I will take that oddly seriously and say no. The golem tales have arguably led to a lot of other things: you can make a real argument for them as the grandfathers of all science fiction robots who just weren't quite sentient. But I also think that's the distinguishing factor: sentience. If something can truly think and make decisions for itself, it's not a golem -- at least, not one that stayed on the main trunk of the original tree.Even so, my favorites are one of the divergences: the Discworld golems. They can think -- but they have no free will. They were created to serve as workers, they follow every order, and their only form of rebellion is following one a little too closely. When not working, they can act on their own -- but most of them are kept laboring at all times, so as to prevent those acts. And they have no choice in any of it, because the chem in their heads tells them what they can be, and only their owners can tell them what to do.

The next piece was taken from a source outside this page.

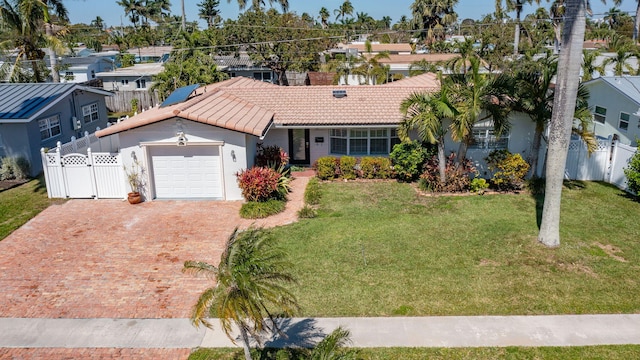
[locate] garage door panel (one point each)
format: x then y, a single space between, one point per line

And then one day in the course of a police investigation, Captain Carrot Ironfoundersson purchased a golem for one A-M dollar. Got a formal written sales receipt. And stuck it in the golem's head right next to the chem.
A piece of paper which told the golem that it now owned itself.
It touched off the single quietest slave revolt in Disc history...
(Short version: they now labor for the funds to buy each other. Each purchased golem gets its receipt, freeing it -- and then that golem works to help purchase another, and so on down the line.)